ANKARA, Turkey — Turkey's highest court dissolved the Islamic-oriented Welfare Party on Friday and banned six of its leaders from politics, accusing them of undermining the country's long tradition of secular rule during a stormy year in government.
The decision was a new triumph for the army-led secularist elite that forced Necmettin Erbakan, the Welfare Party leader, to resign as prime minister in June. Some of Turkey's Western allies criticized the ban on this predominantly Muslim country's largest party as a blow to its shaky democracy.
Erbakan, 71, and five other Welfare members of parliament were stripped of their seats and barred from political activity for five years.
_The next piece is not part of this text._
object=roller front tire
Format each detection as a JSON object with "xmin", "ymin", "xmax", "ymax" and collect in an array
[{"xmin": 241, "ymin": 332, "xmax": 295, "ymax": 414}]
The party's assets were seized.
The Constitutional Court cited Erbakan's speeches and acts of his government as reasons for its ruling.
As prime minister, Erbakan formed closer ties with Iran and Libya and allowed civil servants to work shorter hours during the Muslim holy month of Ramadan. He once boasted that Welfare's Islamic-guided principles would prevail in Turkey, whether the transition was "sweet or bloody."
"It is unthinkable to have a democracy without political parties," Chief Justice Ahmet Necdet Sezer wrote for the majority in the 9-2 ruling. "But it doesn't mean that no limits should be put on them."
Erbakan, appearing unruffled at a news conference, called the ban "a grave judicial mistake" and vowed to file a complaint against Turkey with the European Court of Human Rights in Strasbourg, France.
The party, which regrouped after being outlawed by the army in 1971 and 1980, is being reorganized again under a new name, Virtue, and "will grow even stronger," Erbakan said.
Turkey is a North Atlantic Treaty Organization member and key American ally in the region, with its unique role straddling the Balkans, the Middle East and the Caucasus. But the Turks, who were received warmly in Washington last month, in the last few weeks have been rebuffed by the Europeans and the Islamic world.
European Union nations, which last month cited Turkey's poor human rights record in shelving its membership application, were quick to condemn the ban. "We are concerned at the implications for democratic pluralism and freedom of expression and will be discussing this urgently with our European partners," said British Foreign Secretary Robin Cook.